In addition to the current private infrastructure investment trust (InvIT), the National Highways Authority of India (NHAI) is planning to establish a public InvIT soon in order to expand the total number of investors, foster competition in the InvIT market, reduce the risk associated with a small investor base, and provide access to infrastructure assets for retail investors.
Retail investors can now invest in infrastructure projects because public InvITs have a minimum subscription value between Rs 10,000 and Rs 15,000 and a trading lot of one unit since July 2021, as opposed to Rs 100,000 and 100 units, respectively. The trading lot for private InvITs is 25,000 units, and the minimum subscription amount is Rs 250 million.

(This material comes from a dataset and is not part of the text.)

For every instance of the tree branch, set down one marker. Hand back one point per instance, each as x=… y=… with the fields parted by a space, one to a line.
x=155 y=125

A preliminary list of 24 road assets that would be monetised in 2025-26 has been identified by the NHAI. A total of 1,472 km of road assets would be monetised, with an estimated Rs 18.63 billion in revenue from these assets overall in 2023-2024.
In order to increase private involvement, it will also provide a variety of bundle sizes, boost risk-reward mechanisms for concessionaires, and maintain an asset register.
NHAI would conduct one or two InvIT stages annually to serve a wide range of investors and offer three toll-operate-transfer (ToT) bundles every quarter: one small (Rs 20 billion), one medium (Rs 50 billion), and one large (Rs 90 billion) bundle.
A list of highway assets that will be appealing to road infrastructure players and private investors wishing to take part in NHAI’s asset monetisation programme will be included in the asset register that NHAI will also create, which is administratively overseen by the Ministry of Road Transport and Highways (MoRTH).
Besides, the asset register will include all technical and financial details needed to determine the monetisation potential of the asset.